Mayor’s budget speech

Mayor’s budget speech

The following is an excerpt of the mayor’s budget speech delivered in council on May 30.

MAYOR SIPHO TANDANI

MADAM Speaker, the 2012/2013 medium term budget we are considering here today attempts to strike a balance between improving service delivery and responding to the developmental challenges confronting Ndlambe.

The budget provides for a small internal capital budget of R5 000 000 to assist with opportunity to improve our service delivery performance and infrastructure challenges. I realise the inclusion of the capital budgets has pushed our rates and tariff increase to 12% and I implore the residents and ratepayers of Ndlambe to bear with us this year.

As mayor I will commit myself to ensure every rand is stretched and that we all do more with less. Productivity of our work force and operational efficiency will be top of my agenda.

I would like to extend my sincere appreciation to all those residents and businesses who continue to sustain this municipality by paying for their services. Without these payments the Ndlambe municipality cannot provide you with basic services. I encourage everyone to be responsible ratepayers and consumers and to pay their accounts on or before the due dates.

Madam Speaker, as you are aware, councillors, officials and I have recently been through an extensive public participation programme and have requested comment on both the IDP and budget through mediums such as the press, notices, web page and loud hailing.

Many of our ratepayers and consumers have commented on both the IDP and the budget and I would like to touch on a few issues that have been raised but will respond officially to all input once all councillors have had the opportunity to consider and respond to all input received.

“The recommended tariff increase of 12% is unacceptable”
Many comments were received stating that the 12% increase is unacceptable, the majority of which were e-mails in the exact wording but were without recommendation on what should be taken out the budget to reduce the 12% increase.

It is very difficult to deal with such comments when no alternatives are presented.
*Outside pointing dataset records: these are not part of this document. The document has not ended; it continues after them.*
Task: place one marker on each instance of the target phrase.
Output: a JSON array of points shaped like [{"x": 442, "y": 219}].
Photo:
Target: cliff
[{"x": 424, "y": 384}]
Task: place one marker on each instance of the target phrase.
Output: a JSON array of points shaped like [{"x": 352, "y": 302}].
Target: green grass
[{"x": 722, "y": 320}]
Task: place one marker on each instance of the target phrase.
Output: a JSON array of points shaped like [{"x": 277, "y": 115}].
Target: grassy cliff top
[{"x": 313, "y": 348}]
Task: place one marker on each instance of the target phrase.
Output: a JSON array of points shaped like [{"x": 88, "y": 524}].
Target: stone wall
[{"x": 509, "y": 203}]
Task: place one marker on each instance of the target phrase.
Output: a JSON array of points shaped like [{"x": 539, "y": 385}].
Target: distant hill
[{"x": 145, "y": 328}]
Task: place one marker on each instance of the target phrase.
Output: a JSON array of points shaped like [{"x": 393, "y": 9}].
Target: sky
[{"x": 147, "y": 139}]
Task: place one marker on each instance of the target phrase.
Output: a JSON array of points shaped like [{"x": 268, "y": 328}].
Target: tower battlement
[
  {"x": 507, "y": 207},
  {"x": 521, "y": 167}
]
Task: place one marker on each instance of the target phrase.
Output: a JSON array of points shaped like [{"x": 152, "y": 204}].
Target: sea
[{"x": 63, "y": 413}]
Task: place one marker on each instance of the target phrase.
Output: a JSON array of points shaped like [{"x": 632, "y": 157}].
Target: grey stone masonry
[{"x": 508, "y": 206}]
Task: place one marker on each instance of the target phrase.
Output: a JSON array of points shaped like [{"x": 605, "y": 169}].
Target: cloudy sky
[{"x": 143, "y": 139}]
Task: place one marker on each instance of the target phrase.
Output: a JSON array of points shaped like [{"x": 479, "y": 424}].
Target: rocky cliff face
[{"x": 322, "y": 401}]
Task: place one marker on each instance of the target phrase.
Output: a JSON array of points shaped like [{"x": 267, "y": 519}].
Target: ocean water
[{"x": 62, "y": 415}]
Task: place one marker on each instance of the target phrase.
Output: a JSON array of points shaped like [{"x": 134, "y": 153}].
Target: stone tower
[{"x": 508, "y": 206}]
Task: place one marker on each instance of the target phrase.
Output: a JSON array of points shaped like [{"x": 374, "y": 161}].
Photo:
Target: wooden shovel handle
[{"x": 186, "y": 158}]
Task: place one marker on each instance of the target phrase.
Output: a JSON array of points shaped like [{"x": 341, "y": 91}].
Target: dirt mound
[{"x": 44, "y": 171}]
However, Madam Speaker, I am still of the opinion we need to impose the 12% increase so we can deal with many of the service delivery issues facing us.
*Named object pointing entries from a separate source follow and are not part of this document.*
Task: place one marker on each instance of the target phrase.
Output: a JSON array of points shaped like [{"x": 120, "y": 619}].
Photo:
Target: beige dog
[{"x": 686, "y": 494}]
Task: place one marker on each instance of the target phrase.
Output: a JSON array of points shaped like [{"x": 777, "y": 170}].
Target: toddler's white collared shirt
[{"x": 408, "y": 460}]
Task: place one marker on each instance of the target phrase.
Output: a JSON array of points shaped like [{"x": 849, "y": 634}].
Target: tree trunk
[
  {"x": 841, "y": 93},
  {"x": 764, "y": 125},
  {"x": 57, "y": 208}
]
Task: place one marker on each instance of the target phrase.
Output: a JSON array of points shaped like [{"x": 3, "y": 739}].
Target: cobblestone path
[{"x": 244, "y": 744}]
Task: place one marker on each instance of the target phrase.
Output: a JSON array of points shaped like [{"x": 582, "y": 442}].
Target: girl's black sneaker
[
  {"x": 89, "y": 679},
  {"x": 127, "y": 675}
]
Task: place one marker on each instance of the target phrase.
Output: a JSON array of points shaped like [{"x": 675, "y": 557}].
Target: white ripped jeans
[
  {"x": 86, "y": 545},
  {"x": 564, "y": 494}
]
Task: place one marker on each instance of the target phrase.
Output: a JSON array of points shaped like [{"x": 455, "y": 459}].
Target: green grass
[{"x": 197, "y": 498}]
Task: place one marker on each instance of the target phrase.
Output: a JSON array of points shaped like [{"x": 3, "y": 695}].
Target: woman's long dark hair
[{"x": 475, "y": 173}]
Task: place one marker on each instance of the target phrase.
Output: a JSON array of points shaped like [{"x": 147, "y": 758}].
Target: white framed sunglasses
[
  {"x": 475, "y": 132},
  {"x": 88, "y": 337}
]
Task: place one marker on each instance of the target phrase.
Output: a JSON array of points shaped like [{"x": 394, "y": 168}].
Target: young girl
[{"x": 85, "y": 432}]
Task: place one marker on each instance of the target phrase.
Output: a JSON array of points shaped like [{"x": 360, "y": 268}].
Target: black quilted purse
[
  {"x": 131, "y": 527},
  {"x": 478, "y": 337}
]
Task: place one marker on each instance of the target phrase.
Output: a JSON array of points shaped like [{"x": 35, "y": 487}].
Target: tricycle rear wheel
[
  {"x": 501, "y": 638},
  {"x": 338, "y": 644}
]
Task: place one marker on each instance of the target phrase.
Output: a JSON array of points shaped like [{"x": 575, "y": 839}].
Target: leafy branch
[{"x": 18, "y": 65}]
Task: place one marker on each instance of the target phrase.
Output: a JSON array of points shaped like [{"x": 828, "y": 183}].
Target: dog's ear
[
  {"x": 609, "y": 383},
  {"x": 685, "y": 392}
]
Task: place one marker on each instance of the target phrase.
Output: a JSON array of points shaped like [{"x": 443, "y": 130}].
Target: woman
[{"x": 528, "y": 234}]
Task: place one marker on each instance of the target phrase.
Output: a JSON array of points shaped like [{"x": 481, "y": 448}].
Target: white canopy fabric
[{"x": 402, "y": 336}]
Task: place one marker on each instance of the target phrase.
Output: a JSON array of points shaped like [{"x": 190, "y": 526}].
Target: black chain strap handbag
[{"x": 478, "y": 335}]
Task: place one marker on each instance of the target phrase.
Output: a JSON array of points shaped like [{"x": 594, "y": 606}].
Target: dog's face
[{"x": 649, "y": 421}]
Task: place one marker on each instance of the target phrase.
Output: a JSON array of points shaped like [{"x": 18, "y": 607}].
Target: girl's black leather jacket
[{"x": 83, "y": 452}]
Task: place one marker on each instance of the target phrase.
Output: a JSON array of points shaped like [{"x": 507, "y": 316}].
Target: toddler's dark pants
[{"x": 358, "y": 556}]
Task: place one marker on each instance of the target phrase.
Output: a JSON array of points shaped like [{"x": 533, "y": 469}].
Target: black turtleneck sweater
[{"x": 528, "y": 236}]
“Salary increases should not be considered”
This point is raised during every budget period and the response will always remain that local government salary increases are part of a central bargaining process and we are legally forced to abide by the decision of the South African Bargaining Council. The issues regarding increasing the productivity of our staff will however be a matter high on my agenda.

Business rates vs residential rates
Two years ago businesses and residents both paid the same rates. In the 2010/2011 financial year it was resolved that residential properties pay 20% less than business properties. Over the last two years businesses have had to pay for the 20% that residential rates were reduced by, and the recommendation put forward was to reduce the burden placed on business by 5%. This however be evaluated by council before final approval of the budget.
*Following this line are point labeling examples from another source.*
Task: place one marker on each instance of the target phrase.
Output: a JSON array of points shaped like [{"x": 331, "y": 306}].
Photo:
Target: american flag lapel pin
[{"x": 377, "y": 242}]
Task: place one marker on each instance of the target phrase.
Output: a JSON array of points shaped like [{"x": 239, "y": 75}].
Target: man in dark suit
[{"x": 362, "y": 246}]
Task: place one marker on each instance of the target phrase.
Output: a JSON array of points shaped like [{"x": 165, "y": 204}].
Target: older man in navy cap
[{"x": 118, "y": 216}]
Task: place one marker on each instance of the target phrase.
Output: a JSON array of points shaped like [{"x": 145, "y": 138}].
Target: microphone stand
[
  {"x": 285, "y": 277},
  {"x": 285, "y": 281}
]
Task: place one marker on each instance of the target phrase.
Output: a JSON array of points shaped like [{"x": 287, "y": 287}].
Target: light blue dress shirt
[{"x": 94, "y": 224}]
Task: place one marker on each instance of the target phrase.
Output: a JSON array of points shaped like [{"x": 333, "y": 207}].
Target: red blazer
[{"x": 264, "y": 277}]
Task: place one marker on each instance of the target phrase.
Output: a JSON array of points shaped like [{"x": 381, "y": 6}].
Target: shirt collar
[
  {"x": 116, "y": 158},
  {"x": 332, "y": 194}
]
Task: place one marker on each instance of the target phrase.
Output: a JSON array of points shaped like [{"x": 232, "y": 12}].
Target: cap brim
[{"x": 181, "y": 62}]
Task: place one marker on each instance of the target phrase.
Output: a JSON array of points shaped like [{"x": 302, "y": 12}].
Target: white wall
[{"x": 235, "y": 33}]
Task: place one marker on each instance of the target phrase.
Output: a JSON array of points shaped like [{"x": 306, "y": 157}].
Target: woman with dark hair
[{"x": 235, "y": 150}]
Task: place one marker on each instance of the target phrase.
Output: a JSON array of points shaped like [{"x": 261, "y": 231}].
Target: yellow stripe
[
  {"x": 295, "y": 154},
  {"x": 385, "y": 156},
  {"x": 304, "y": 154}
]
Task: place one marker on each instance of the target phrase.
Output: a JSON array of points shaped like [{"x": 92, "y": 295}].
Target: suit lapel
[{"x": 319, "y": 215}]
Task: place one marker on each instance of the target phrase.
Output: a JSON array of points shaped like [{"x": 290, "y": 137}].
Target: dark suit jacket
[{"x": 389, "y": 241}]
“Maintenance budget is inadequate and other operating expenditure needs to be cut to increase the maintenance budget”
The maintenance and the capital budget over the past years has been our greatest concern. It is clear that both need to be drastically increased to protect our assets and provide the services the public expect. The reason for the increase recommended is to address these issues.

“The municipality has not conducted a means test”
It is correct that the municipality has not concluded a means test of each household in the municipality area but the municipality does use all information at its disposal to consider the impact of tariff increases on its community.

“The municipality ignores National Treasury recommendations regarding increases”
The municipality does not ignore the guidelines set by National Treasury but one has to be realistic when dealing with electricity increases, petrol price increases and fixed cost increases that can’t be avoided.

The guideline issued by National Treasury is issued to all municipalities and municipalities are however still required to ensure that the budgets they set will ensure the municipality can continue to operate as a going concern.

It would be irresponsible of the municipality to implement National Treasury guidelines when it knows that by doing so the municipality will face serious financial problems.

“The municipality does not have a functional performance management system so management can do as they like without any measurement and this is a direct result of inflated increases and bad budgeting”
As mentioned earlier, this matter will be corrected in the 2012/2013 financial year and council will ensure that it strengthens its oversight role, to ensure that a performance management system is no longer compromised.

There are many other issues that have been raised by various stakeholders and these matters will be taken into consideration before the final budget is approved. At the time of the final budget approval I will submit an item to council to detailing every comment received and how each comment was considered during the consideration phase.

I must take this opportunity to thank each and every stakeholder that took the time and effort to attend the mayoral imbizos and to provide me with comments on the budget. Without your input I would never know what the issues are that you would like to bring to council’s and my attention.

My only hope is that we can continue with this sort of engagement in the future. I am well aware that we may not be able to address all matters to your satisfaction but knowing that you are working endlessly with us gives me confidence for the future.